Concernant l'approche socio-anthropologique les termes atypique et défaillante utilisés dans notre question pour caractériser l'intégration sociale de l'usager de drogues renvoient à trois courants théoriques majeurs qui nous ont guidé tout au long de ce travail et qui permettent de rendre compte de différents aspects du phénomène. L'idée d'une intégration sociale atypique fait référence au processus d'adhésion à un groupe déviant, tel que celui véhiculant la sous-culture drogue, comme l'ont montré l'interactionnisme symbolique et les théories de la déviance culturelle. La notion d'intégration sociale défaillante pour sa part, renvoie à la faiblesse des liens avec la société conventionnelle, considérée par la théorie du contrôle social comme étant à l'origine du comportement déviant.

Notes
9.

Une autre interprétation fréquemment mentionnée de la conduite toxicomaniaque lorsqu'on l'envisage sous l'angle psychodynamique est celle de l'autodestruction. La prise de toxiques est alors rapprochée des tentatives de suicide en tant qu'attaque agressive du corps propre. Ce lien entre psychopathologie et toxicomanie dépasse toutefois le cadre de notre travail.

10.

En effet, toute personne confrontée à des perturbations affectives met en jeu des stratégies anti-dépressives, parmi lesquelles le recours possible à diverses substances chimiques. Or la société met à disposition toute une panoplie de substances psychotropes et il n'est pas nécessaire de recourir aux drogues illégales pour obtenir l'apaisement recherché.

11.

American Psychiatric Association: Diagnostic and Statistical Manual of Mental Disorders, Fourth Edition. Washington, DC, American Psychiatric Association, 1994.

En ce qui concerne l'analyse de nos résultats nous nous référerons également au DSM-III-R, étant donné que nos données ont été relevées en 1991-92, avant la sortie de la quatrième édition.

12.

V. de Gauléjac et I. Taboada Leonetti, La lutte des places. Processus d'insertion désinsertion, Paris, Desclée de Brouwer, 1994.

I. Taboada Leonetti, Formes d'intégration/exclusion, le chômeur et l'immigré : un même cadre théorique ?, Bulletin de psychologie, 1995, t.
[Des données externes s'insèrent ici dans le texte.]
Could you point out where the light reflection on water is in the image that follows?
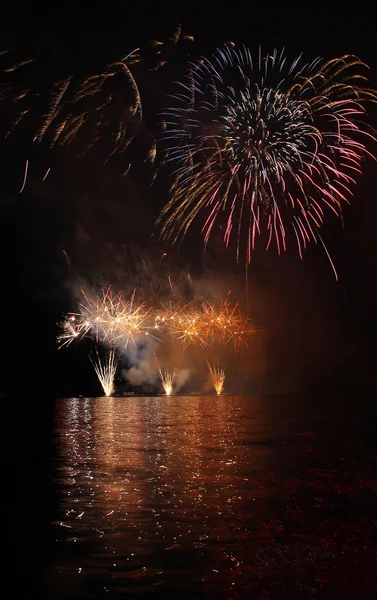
[47,396,377,600]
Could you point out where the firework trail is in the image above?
[58,287,154,349]
[207,360,225,396]
[0,24,193,169]
[89,348,117,396]
[155,356,176,396]
[157,45,377,271]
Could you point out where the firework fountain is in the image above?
[157,44,377,275]
[207,360,225,396]
[89,348,117,396]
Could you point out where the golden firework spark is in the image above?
[155,356,176,396]
[207,360,225,396]
[89,348,118,396]
[58,287,151,348]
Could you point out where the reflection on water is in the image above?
[46,396,377,600]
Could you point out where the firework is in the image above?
[0,24,193,169]
[89,349,117,396]
[157,45,377,276]
[159,368,175,396]
[207,360,225,396]
[58,287,149,348]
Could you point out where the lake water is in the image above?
[45,396,377,600]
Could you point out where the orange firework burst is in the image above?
[89,348,117,396]
[58,287,153,348]
[207,360,225,396]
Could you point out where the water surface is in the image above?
[46,396,377,600]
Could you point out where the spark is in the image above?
[207,360,225,396]
[89,348,117,396]
[156,44,377,272]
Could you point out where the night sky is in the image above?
[1,13,377,395]
[0,10,377,600]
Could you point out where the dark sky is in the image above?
[0,12,377,394]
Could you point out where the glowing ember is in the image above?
[89,349,118,396]
[207,361,225,396]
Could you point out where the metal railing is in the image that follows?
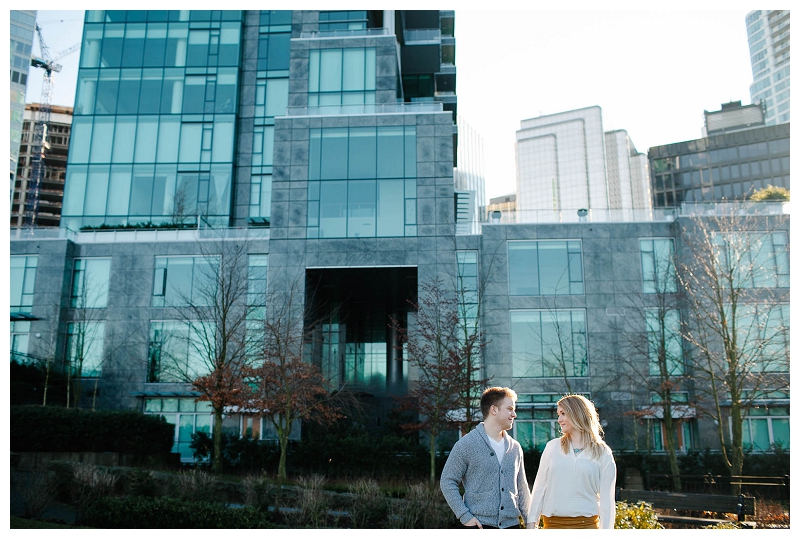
[286,102,444,116]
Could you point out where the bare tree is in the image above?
[392,278,485,483]
[614,239,689,492]
[237,279,354,479]
[678,203,789,491]
[149,239,254,473]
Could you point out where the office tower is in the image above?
[647,101,790,207]
[9,9,36,184]
[11,103,72,227]
[745,9,790,125]
[516,106,649,215]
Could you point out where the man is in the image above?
[439,387,530,529]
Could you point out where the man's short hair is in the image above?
[481,387,517,419]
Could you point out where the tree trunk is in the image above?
[213,408,222,474]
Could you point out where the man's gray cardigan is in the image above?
[439,423,531,528]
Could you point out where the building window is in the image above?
[153,256,216,307]
[713,231,789,289]
[11,321,32,365]
[147,321,214,383]
[639,238,678,294]
[67,322,106,378]
[742,404,789,452]
[308,48,375,107]
[69,258,111,309]
[9,256,39,313]
[514,393,590,452]
[736,304,789,373]
[144,398,212,461]
[645,309,685,377]
[308,126,417,238]
[511,309,588,378]
[508,240,584,296]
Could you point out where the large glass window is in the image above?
[308,126,417,238]
[639,238,678,294]
[153,256,217,307]
[645,309,685,377]
[714,231,789,288]
[511,309,588,378]
[67,322,106,378]
[11,321,31,364]
[147,321,215,383]
[144,398,212,461]
[9,256,39,313]
[70,258,111,309]
[308,48,375,107]
[508,240,584,296]
[742,404,790,452]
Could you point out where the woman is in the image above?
[528,395,617,529]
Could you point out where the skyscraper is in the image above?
[10,9,36,184]
[516,106,650,218]
[745,9,790,125]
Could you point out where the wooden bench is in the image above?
[617,488,756,529]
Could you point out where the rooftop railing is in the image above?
[286,102,444,116]
[300,28,389,39]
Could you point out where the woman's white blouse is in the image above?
[528,438,617,529]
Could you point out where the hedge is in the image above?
[10,406,175,455]
[80,496,278,529]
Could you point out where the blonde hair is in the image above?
[557,395,608,459]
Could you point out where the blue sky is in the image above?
[26,5,752,198]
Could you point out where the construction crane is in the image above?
[25,24,81,228]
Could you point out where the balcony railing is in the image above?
[300,28,389,39]
[286,102,444,116]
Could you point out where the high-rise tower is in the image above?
[746,9,790,125]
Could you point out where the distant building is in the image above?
[746,9,790,125]
[11,103,72,227]
[10,9,36,182]
[516,106,650,217]
[648,101,789,207]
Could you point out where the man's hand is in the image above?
[464,517,483,529]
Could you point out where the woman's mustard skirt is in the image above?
[542,515,600,530]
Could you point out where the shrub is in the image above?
[10,406,175,455]
[614,502,664,530]
[349,479,389,529]
[80,496,277,529]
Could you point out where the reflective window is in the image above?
[308,126,417,238]
[147,321,214,383]
[70,258,111,309]
[9,256,39,313]
[511,309,588,378]
[639,238,678,294]
[308,48,375,107]
[508,240,584,296]
[153,256,217,307]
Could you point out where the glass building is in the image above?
[745,9,791,125]
[647,102,790,207]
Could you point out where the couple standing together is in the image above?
[440,387,617,529]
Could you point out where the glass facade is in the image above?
[639,238,678,294]
[508,241,584,296]
[153,256,216,307]
[62,11,242,229]
[147,321,209,383]
[69,258,111,309]
[307,126,417,238]
[511,309,588,378]
[9,256,39,313]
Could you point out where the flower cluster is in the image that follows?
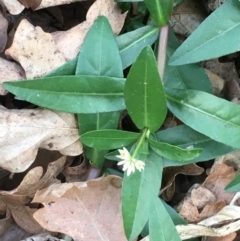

XLVIII, No 419, pp. 372-378.

13.

En ce qui concerne sa genèse, l'identité sociale déviante se manifeste généralement à l'adolescence par le biais d'un non-conformisme psychosocial se traduisant par des tendances oppositionnelles, des transgressions polymorphes et différents troubles du comportement (délinquance, désinsertion scolaire, abus de drogues licites et illicites, sexualité précoce). Le contexte éducatif et les conditions de socialisation présentent par ailleurs des caractéristiques particulières que nous chercherons à mettre en évidence.